Johnson has a full ride to Babson College in Massachusetts, and his family has planned a drive-through graduation party.
“You drive your cars through, you decorate your cars, you honk your horn, you scream and shout,” he said. “As they leave, they’re going to throw their gifts in my trunk.”
Jonah Ortiz isn’t letting the shutdown keep him from celebrating either.
“I just wear my button-up shirt, some slacks,” Ortiz said. “My girlfriend already had her dress. I told her come over, and we can take some pictures. We took some pictures in my front yard, and that was kind of our little prom.”
The senior at Sunset High School in Dallas is still figuring out what’s next for him.
He might go to Cedar Valley College to become a mechanic, but he also has athletic scholarships to schools in Pennsylvania and Iowa.
“I’m scared,” he said. “I’m definitely scared. I don’t know what the future holds. I’m going to try my best to become a functioning member of society.”
Emilie Garcia feels the same way.
“I am terrified,” she said. “I don’t know what will happen in the fall.

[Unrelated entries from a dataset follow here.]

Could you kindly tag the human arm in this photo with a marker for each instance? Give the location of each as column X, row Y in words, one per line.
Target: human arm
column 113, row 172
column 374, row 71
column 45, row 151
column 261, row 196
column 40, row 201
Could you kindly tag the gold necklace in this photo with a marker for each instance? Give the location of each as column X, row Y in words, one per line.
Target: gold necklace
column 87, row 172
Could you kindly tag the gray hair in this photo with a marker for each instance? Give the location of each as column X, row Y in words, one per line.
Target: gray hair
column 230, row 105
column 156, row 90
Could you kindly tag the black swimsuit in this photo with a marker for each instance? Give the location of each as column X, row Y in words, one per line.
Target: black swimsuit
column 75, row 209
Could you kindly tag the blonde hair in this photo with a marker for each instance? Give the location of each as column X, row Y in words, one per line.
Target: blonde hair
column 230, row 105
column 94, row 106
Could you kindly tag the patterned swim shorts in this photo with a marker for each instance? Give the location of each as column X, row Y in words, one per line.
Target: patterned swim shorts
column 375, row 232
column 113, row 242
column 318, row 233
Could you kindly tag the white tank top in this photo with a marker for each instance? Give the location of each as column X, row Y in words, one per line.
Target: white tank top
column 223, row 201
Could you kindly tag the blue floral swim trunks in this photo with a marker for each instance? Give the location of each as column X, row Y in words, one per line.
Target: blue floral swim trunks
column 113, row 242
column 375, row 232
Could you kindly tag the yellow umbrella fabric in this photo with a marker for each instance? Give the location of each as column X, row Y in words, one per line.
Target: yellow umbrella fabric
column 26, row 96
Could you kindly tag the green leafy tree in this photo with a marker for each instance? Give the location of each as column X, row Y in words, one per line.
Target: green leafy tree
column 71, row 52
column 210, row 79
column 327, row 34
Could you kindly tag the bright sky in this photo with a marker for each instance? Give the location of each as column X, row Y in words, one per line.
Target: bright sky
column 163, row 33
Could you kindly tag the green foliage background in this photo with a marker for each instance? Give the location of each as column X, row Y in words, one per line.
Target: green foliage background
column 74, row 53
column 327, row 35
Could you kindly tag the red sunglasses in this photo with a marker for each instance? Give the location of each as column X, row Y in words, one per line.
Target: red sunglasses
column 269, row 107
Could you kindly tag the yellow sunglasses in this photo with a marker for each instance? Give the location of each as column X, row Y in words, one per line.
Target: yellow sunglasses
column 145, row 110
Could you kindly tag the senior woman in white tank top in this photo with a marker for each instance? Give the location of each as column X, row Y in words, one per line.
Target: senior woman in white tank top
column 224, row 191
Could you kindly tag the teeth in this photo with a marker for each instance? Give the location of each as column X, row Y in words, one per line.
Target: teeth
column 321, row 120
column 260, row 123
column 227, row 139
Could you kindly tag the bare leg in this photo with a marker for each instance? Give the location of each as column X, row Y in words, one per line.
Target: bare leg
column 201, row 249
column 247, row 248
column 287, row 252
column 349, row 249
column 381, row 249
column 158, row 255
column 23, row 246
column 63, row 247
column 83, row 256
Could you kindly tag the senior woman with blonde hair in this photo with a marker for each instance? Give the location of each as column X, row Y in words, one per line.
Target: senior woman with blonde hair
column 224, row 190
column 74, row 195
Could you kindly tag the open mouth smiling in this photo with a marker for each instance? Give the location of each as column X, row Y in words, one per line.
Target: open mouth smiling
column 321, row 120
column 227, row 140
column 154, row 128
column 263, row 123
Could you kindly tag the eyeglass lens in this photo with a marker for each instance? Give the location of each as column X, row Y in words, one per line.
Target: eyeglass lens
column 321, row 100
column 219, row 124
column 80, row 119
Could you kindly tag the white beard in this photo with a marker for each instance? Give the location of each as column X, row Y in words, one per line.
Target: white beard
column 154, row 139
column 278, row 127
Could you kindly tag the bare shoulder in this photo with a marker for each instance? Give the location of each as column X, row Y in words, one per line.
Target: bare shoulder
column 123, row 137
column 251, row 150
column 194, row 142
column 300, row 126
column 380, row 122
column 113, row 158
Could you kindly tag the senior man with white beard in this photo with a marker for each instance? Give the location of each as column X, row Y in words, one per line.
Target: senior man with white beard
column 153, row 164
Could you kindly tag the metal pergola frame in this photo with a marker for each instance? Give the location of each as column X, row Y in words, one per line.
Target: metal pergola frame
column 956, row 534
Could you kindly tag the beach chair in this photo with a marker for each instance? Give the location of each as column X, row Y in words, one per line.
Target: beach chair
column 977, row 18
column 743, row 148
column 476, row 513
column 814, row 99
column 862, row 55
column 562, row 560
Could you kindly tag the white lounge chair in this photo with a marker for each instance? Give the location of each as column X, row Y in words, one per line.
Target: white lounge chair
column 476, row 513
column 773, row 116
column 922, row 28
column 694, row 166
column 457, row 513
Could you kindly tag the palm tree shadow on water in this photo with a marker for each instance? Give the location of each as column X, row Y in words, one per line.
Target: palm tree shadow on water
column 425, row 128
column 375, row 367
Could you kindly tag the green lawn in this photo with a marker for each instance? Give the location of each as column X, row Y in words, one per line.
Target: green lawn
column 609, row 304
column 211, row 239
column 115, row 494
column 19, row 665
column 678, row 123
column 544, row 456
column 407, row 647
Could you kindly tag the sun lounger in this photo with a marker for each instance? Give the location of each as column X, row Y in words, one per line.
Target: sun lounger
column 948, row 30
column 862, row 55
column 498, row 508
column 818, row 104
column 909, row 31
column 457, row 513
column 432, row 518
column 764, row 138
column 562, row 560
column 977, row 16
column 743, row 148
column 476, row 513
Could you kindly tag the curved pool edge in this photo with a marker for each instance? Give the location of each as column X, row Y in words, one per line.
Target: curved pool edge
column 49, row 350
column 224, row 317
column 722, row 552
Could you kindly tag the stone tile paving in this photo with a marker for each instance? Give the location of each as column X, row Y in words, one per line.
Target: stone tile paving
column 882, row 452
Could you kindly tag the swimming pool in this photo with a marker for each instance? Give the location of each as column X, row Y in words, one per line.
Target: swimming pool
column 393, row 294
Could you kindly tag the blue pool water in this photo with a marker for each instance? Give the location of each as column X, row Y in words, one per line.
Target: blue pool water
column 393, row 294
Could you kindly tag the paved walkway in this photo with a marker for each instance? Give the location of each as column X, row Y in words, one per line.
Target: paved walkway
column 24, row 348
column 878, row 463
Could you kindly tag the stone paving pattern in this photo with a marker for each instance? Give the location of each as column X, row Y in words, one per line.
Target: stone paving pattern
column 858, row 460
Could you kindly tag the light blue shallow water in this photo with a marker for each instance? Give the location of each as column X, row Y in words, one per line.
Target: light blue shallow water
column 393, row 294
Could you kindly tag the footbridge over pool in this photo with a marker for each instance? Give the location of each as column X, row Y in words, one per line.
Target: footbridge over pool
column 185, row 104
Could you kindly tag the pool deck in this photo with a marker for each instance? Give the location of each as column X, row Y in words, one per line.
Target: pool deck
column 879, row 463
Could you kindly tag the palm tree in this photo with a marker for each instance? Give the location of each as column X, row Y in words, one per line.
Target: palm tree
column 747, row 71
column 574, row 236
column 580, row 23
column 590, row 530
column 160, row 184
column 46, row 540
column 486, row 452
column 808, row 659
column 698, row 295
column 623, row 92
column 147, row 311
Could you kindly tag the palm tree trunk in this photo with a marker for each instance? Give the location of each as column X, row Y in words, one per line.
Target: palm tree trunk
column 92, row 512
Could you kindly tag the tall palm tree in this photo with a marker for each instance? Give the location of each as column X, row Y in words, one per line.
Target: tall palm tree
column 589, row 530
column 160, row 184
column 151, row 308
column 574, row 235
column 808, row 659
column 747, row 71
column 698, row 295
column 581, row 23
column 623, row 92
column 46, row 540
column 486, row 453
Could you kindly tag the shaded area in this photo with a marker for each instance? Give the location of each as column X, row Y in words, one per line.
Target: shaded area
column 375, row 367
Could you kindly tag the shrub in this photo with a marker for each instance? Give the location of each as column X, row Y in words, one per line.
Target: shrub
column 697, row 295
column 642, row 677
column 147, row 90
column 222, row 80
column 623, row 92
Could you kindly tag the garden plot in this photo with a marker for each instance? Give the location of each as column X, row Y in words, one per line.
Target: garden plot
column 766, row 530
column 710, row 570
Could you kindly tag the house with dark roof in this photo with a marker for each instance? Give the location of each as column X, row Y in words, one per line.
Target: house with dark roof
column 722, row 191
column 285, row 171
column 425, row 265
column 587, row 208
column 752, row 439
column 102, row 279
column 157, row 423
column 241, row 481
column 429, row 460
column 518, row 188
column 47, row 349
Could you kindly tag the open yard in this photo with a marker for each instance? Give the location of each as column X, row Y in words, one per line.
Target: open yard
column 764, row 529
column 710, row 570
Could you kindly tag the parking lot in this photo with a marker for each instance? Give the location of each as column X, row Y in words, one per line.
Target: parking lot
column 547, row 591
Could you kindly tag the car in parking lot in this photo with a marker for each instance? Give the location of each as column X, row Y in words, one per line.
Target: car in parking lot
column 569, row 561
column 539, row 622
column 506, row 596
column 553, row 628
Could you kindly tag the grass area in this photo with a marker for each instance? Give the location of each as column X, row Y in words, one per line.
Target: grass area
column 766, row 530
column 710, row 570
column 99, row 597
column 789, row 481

If my school does decide to open up, if my parents are going to take a risk by taking me, especially since they are older.”
The valedictorian at Carter Riverside High School in Fort Worth plans to study engineering at Emory University.
These final senior year moments hold a special place in her heart.
“I lost my brother my freshman year,” Garcia said. “He was a senior, and he wasn’t able to attend his graduation or his prom. For me, it was like closure. Knowing that I started high school with him, and I wasn’t going to end it with him, but at least I was going to experience the events he didn’t get to experience.”
Garcia says she plans to wear her prom dress on the day of her virtual graduation. Her family will make her favorite dish, mole.
She’ll also give a commencement speech.
“I touch on the serial position effect, where you remember the first and last thing of a series best and the middle worst,” she said. “Even though we will remember senior year forever, I know that the middle part truly enhanced our experience and made us who we are.”
Garcia says she won’t let the last few months define her journey so far.
Despite the fear and uncertainty they may feel about the future, this is a tough group of seniors.
“We’ve been through a lot,” Johnson said. “We were born right at 9-11. We had to deal with that turmoil. Now, we’re going through one of the first ever lockdowns in history. I say one thing that the world will know about us is that we won’t quit, and this is not the last you’ve heard of us.”
So, let’s raise a toast to the Class of 2020. The future is in good hands.